That's not what I got from LeCun's comment. I read it more like:
LeCun - "ML is biased when datasets are biased. It's not the responsibility of researchers to ensure that ML is used responsibly in all cases, but the responsibility of the engineers of a particular implementation who need to use the correct models for the task at hand."
> "...I don't see any ethical obligation to use "unbiased" datasets for pure research or tinkering with models..."
I don't think his comment was addressing the larger ethical discussion at all. I didn't interpret it as a discussion of ethical responsibilities, rather a strictly technical, matter-of-fact statement about the nature of ML training.
Please don't interpret my comment as an attack on yours, it was more pointing out I interpreted his statement differently.
I guess I see your view and my view as two sides of the same coin - that “research ethics” is different from “application ethics”. I inferred that view from the following exchange:
Twitter user: “ML researchers need to be more careful selecting their data so that they don't encode biases like this.”
YLC: “Not so much ML researchers but ML engineers. The consequences of bias are considerably more dire in a deployed product than in an academic paper.”
Perhaps I’m wrong. That’s the whole problem with Twitter though - you can’t convey much nuance or sophistication in 140 characters.
your summary is not making a lot of sense either to be honest. well, at least the last part...
> I'm open to being convinced if she had made any effort to show/prove that "use of biased datasets in research" is correlated with "biased outcomes in real world production deployments".
what does that mean? is there anything that would auto-magically eliminate bias if it were introduced into research?
> what does that mean? is there anything that would auto-magically eliminate bias if it were introduced into research?
Let me rephrase. Yann is basically saying "bias is the engineer's responsibility, not the researcher's". Gebru (presumably) disagrees.

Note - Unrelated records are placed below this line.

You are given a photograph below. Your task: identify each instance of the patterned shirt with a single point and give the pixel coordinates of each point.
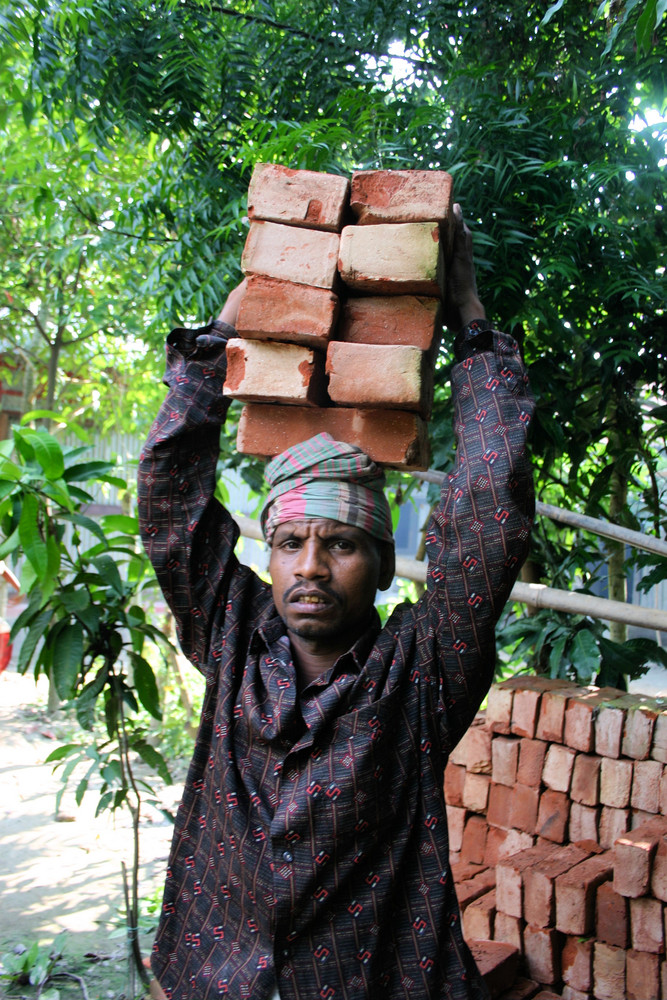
(310, 851)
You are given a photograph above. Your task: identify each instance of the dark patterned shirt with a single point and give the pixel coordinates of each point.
(310, 851)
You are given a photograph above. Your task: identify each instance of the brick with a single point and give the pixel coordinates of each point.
(646, 786)
(585, 785)
(454, 778)
(612, 917)
(298, 197)
(608, 972)
(647, 925)
(474, 748)
(553, 816)
(614, 823)
(577, 963)
(505, 760)
(531, 762)
(410, 320)
(406, 383)
(642, 976)
(615, 782)
(268, 372)
(304, 256)
(476, 791)
(633, 856)
(584, 822)
(509, 878)
(576, 892)
(285, 311)
(478, 917)
(390, 437)
(538, 883)
(524, 808)
(541, 953)
(456, 821)
(557, 770)
(474, 839)
(497, 962)
(378, 196)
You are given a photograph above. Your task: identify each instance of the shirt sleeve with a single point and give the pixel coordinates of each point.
(478, 536)
(188, 535)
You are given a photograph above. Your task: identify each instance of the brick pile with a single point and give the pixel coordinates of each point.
(341, 321)
(557, 807)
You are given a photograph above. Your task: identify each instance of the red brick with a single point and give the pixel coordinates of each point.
(646, 925)
(612, 917)
(497, 962)
(390, 437)
(557, 770)
(615, 782)
(531, 762)
(298, 197)
(553, 816)
(474, 748)
(509, 878)
(584, 822)
(538, 883)
(271, 372)
(614, 823)
(282, 310)
(576, 892)
(478, 917)
(411, 320)
(456, 821)
(406, 383)
(646, 786)
(505, 760)
(474, 839)
(633, 857)
(392, 259)
(304, 256)
(454, 778)
(642, 976)
(585, 786)
(476, 791)
(608, 972)
(577, 963)
(378, 196)
(523, 811)
(541, 952)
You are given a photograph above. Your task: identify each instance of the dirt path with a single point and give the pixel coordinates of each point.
(61, 873)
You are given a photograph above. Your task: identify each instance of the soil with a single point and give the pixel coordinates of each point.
(62, 872)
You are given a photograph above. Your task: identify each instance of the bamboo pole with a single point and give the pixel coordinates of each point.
(537, 595)
(636, 539)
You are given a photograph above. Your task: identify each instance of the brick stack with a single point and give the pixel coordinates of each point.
(340, 324)
(557, 806)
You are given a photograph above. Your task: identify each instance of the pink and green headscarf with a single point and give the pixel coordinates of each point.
(323, 477)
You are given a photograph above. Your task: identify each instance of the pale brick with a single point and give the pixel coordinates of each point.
(378, 196)
(298, 197)
(393, 259)
(304, 256)
(390, 437)
(266, 372)
(285, 311)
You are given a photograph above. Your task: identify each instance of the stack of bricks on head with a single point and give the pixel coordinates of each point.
(557, 808)
(341, 321)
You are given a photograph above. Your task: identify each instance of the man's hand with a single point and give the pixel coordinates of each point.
(230, 310)
(462, 303)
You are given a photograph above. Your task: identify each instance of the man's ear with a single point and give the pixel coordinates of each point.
(387, 565)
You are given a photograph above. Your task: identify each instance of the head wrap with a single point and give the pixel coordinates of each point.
(323, 477)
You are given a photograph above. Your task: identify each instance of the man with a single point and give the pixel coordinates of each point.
(310, 854)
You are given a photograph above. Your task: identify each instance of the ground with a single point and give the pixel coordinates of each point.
(62, 873)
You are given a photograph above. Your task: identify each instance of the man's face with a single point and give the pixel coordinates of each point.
(325, 576)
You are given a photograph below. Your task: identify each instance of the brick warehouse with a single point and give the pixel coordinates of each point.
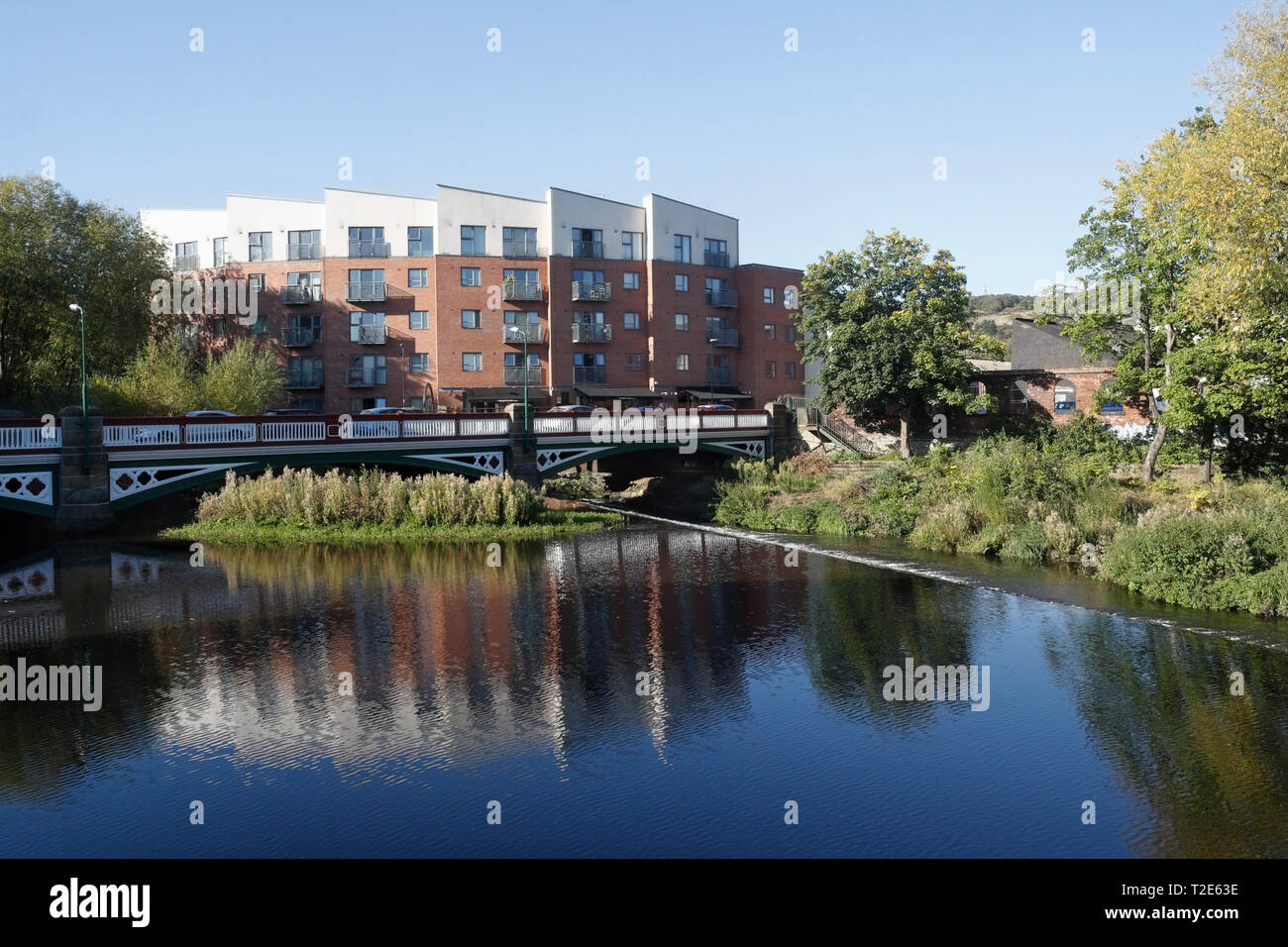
(387, 300)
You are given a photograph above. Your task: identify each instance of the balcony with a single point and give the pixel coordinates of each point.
(591, 291)
(526, 249)
(591, 331)
(369, 248)
(369, 335)
(305, 377)
(518, 375)
(528, 290)
(516, 335)
(297, 337)
(301, 294)
(365, 291)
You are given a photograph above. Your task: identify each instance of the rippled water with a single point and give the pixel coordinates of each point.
(518, 684)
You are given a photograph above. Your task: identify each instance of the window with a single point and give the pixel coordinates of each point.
(519, 241)
(632, 245)
(473, 243)
(368, 328)
(261, 245)
(683, 249)
(420, 241)
(1065, 395)
(304, 245)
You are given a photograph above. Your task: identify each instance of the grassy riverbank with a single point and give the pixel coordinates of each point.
(373, 506)
(1059, 496)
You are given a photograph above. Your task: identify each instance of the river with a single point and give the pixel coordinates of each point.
(655, 690)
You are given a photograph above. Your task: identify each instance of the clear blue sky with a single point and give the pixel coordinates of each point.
(809, 150)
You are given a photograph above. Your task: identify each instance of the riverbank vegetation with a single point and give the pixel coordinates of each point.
(1057, 495)
(373, 506)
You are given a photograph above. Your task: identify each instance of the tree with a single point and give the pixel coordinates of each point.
(55, 250)
(889, 325)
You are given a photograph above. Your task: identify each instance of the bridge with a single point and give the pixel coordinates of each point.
(84, 474)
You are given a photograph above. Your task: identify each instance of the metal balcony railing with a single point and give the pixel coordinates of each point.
(369, 335)
(369, 248)
(591, 291)
(365, 292)
(516, 375)
(591, 331)
(295, 337)
(301, 294)
(516, 335)
(529, 290)
(519, 248)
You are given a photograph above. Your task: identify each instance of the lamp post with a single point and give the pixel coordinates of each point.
(76, 308)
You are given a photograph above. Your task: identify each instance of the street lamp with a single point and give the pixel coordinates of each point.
(76, 307)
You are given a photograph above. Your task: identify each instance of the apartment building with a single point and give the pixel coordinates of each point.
(455, 302)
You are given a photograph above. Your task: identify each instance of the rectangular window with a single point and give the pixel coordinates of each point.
(683, 249)
(632, 245)
(261, 245)
(473, 243)
(420, 241)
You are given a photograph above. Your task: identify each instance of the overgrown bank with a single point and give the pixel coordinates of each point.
(374, 506)
(1054, 497)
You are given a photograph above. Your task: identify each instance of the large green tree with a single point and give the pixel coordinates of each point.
(889, 324)
(55, 250)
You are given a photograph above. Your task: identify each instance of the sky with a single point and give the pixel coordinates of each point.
(807, 149)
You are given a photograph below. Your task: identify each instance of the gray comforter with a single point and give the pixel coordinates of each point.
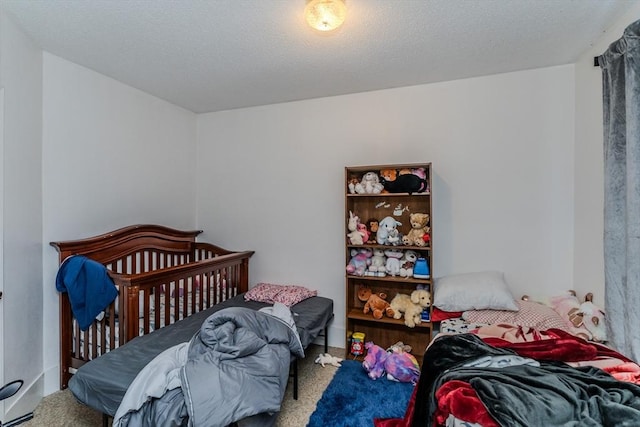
(235, 368)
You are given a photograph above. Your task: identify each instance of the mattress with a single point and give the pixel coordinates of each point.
(102, 383)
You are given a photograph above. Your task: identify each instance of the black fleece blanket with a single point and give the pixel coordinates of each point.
(554, 394)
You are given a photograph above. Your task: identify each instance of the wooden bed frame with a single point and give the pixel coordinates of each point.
(149, 264)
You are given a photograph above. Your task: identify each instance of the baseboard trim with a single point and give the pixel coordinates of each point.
(19, 420)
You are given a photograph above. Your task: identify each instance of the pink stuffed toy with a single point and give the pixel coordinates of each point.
(374, 360)
(402, 367)
(360, 260)
(398, 364)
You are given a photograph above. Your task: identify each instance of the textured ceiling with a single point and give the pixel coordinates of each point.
(212, 55)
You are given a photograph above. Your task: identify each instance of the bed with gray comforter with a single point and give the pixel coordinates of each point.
(234, 362)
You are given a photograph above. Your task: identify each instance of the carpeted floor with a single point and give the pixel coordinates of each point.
(352, 399)
(61, 409)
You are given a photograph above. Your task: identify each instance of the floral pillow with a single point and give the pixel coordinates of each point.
(285, 294)
(530, 314)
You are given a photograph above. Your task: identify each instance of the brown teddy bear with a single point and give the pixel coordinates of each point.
(419, 228)
(376, 303)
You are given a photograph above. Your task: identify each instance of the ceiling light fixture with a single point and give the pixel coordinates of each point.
(325, 15)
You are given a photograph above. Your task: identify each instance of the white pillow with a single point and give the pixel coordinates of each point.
(473, 291)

Now I might agree with Gebru if:
(a) she can show empirically that "researchers releasing biased datasets/models" is correlated with "real-world deployment of said datasets/models that leads to injustice"; and
(b) she can make a convincing argument why one person (a researcher) should be responsible for the actions of another (an engineer).
But she didn't address either these points on Twitter. She actually didn't bother to address anything on Twitter. Her whole argument was "You're wrong, I'm tired of explaining, you need to listen to minorities, I'm not going to engage".
That's not reasoned discussion or debate. It's posturing and point-scoring. The Twitter format only serves to encourage this type of interaction, so Yann basically gave up on the whole platform.
okay, so... you seem to understand where the other researcher is coming from and agree with most points. i am also going to assume that you read, or perhaps know, some of the sources cited numerous times on this page.
but because she did not explicitly state those on twitter, or because of the way she brought it up, we need to invalidate her whole argument?
> but because she did not explicitly state those on twitter, or because of the way she brought it up, we need to invalidate her whole argument?
No-one said anything that could be remotely interpreted as "her whole argument is invalid".
I'm sure he'd be more than happy to discuss with Gebru where he agrees and where he differs on his Facebook page or at a conference panel. I think he explicitly said this.
He's just decided that Twitter is not the platform for that kind of reasoned debate. Gebru's attitude in this instance - providing nothing more than "I'm tired of this, you need to listen to marginalized communities" - was the straw that broke the camel's back.
Because the points of disagreement are the reason she's upset, and the reason there is an argument in the first place.
Of course she's right about all the things that everyone agrees on. Everyone in the conversation is right about most points, if you break down their stance into a list of points.
It's not that the points of disagreement invalidate the correct points, it's that having a bunch of correct points doesn't really tell you much about the thesis.
LeCun - "ML is biased when datasets are biased. It's not the responsibility of researchers to ensure that ML is used responsibly in all cases, but the responsibility of the engineers of a particular implementation who need to use the correct models for the task at hand."